VPN Boundary Type and Understanding Its Options

Nic WendlowskyEndpoint ManagementLeave a Comment

BG

Like many, I was very excited that the new Configuration Manager 2006 release included a huge improvement for remote devices by adding a new VPN Boundary type.
“Finally! I don’t have to constantly bug my Network Engineers as to which IP pools are being used for which VPN appliances.”

Create A New Boundary

In the Admin Console, navigate to the Administration Node and open up Hierarchy Configuration and right-click on Boundaries

Select the new VPN option in the Type drop-down

Exploring the VPN Type Options

Types Defined

From the Define boundaries – Configuration Manager | Microsoft Docs, these are the type options:

  • Auto detect VPN: Configuration Manager detects any VPN solution that uses the point-to-point tunneling protocol (PPTP). If it doesn’t detect your VPN, use one of the other options. The boundary value in the console list will be Auto:On.
  • Connection name: Specify the name of the VPN connection on the device. It’s the name of the network adapter in Windows for the VPN connection. Configuration Manager matches the first 250 characters of the string, but doesn’t support wildcard characters or partial strings. The boundary value in the console list will be Name:<name>, where <name> is the connection name that you specify.
    For example, you run the ipconfig command on the device, and one of the sections starts with: PPP adapter ContosoVPN:. Use the string ContosoVPN as the Connection name. It displays in the list as Name:CONTOSOVPN.
  • Connection description: Specify the description of the VPN connection. Configuration Manager matches the first 243 characters of the string, but doesn’t support wildcard characters or partial strings. The boundary value in the console list will be Description:<description>, where <description> is the connection description that you specify.
    For example, you run the ipconfig /all command on the device, and one of the connections includes the following line: Description . . . . . . . . . . . : ContosoMainVPN. Use the string ContosoMainVPN as the Connection description. It displays in the list as Description:CONTOSOMAINVPN.

Finding the Best Fit

TypeDecisionSelected
Auto detect VPNWe don’t use PPTP
Connection nameThis won’t work as our VPN client doesn’t create a “section” with a title like PPP adapter ContosoVPN
Connection descriptionJust need to copy the Description value from ipconfig/all and we’re done!X

Obviously that didn’t work, otherwise I’d be enjoying a low-ball of Macallan 12 year instead of typing this blog post. (Who am I kidding, I still made the drink.)
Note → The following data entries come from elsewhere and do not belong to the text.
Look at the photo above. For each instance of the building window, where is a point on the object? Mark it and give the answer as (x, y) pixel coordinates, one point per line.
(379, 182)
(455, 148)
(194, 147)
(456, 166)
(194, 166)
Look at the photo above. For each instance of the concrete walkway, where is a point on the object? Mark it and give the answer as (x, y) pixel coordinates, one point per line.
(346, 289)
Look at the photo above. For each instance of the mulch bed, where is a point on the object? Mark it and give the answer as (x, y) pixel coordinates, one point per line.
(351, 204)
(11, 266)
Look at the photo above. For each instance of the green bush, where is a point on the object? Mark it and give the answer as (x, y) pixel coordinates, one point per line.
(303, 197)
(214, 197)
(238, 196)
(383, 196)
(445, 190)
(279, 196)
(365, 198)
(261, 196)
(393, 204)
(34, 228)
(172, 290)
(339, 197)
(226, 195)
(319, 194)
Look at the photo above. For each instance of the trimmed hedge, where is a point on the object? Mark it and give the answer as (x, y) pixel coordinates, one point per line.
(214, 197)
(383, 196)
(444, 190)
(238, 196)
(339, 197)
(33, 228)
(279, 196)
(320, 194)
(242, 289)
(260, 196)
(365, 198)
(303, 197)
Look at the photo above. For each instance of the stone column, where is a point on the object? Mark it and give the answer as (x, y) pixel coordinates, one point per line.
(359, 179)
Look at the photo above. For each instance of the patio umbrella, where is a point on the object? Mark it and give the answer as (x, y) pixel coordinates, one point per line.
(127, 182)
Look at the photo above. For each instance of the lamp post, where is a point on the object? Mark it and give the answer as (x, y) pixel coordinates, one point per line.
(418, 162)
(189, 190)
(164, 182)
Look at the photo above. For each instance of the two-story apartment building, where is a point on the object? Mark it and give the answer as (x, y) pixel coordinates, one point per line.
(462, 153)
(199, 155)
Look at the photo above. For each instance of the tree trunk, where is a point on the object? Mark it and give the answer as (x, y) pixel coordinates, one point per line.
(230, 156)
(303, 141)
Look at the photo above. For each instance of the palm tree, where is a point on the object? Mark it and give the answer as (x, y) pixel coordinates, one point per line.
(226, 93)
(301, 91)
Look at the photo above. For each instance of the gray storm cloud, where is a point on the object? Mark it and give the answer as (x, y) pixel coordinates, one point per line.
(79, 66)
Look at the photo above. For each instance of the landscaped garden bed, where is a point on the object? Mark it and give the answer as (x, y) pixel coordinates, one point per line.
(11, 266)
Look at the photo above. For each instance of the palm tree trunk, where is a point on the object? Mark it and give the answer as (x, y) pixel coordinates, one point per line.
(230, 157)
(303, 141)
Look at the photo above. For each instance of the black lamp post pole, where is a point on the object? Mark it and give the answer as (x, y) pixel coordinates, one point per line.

To test, I followed the instructions

On a machine connected to our VPN solution, Palo Alto Global Protect, I capture the specified information from the documentation.

Next, I went back to the Admin Console and my open Create Boundary window, and pasted the description from ipconfig /all into the Connection Description field.

Then I added the new Boundary to my VPN Boundary Group.

Test Results

What happened next confused me. After forcing a few clients to update their Machine Policy, I saw VPN-connected devices drop out of the VPN Boundary Group that I added my newly-created Boundary to. I double-checked my own machine:

Get-CimInstance -Namespace "rootccmLocationServices" -ClassName "BoundaryGroupCache"

The output revealed that my machine was no longer in my VPN Boundary Group, and instead was merely in the fallback Default Boundary Group.
But WHY?

Taking to Twitter, I posted a message…

and none other than Rob York responded, inadvertently leading me to answer my own question

My mistakes were two-fold:

  1. Some of you may have noticed above that the output from ipconfig/all in my image did not match what I typed into the Connection Description field in the Boundary properties window.
    1. The docs clearly state that the string must be exact and that wildcards are not supported (see red text in type definitions above).
  2. The second mistake I made was attempting to have forethought while also assuming I knew what I was doing.
    1. When I opened the Admin Console, I thought, “Hey, there’s a chance that there could be slight variations in the Description value among the 1k+ devices I have. Let’s check the database first.”
    2. I ran this query and got the results shown in my Tweet above
select Distinct
Description0

FROM v_GS_NETWORK_ADAPTER
WHERE Description0 LIKE 'PANGP Virtual Ethernet Adapter%'
ORDER BY Description0

I assumed that the Description field populated in win32_networkadapter matched the Description field from ipconfig/all, but you already know that wasn’t the case.

Description Compare

The Solution

Once I re-read Rob York’s response, I realized I was looking at the wrong property and ninja-edited my SQL query:

“But what you saw is expected”

Rob york
select Distinct
Name0 AS 'VPN Boundary Description'
,Description0 AS 'win32_networkadapter description'

FROM v_GS_NETWORK_ADAPTER
WHERE Name0 LIKE 'PANGP Virtual Ethernet Adapter%'
ORDER BY Description0

This gave me more results and made me realize I needed a Boundary for each of these adapter Descriptions. Er… Name0

SQL adapter

And now my VPN Boundary Group looks like this and devices are where they need to be.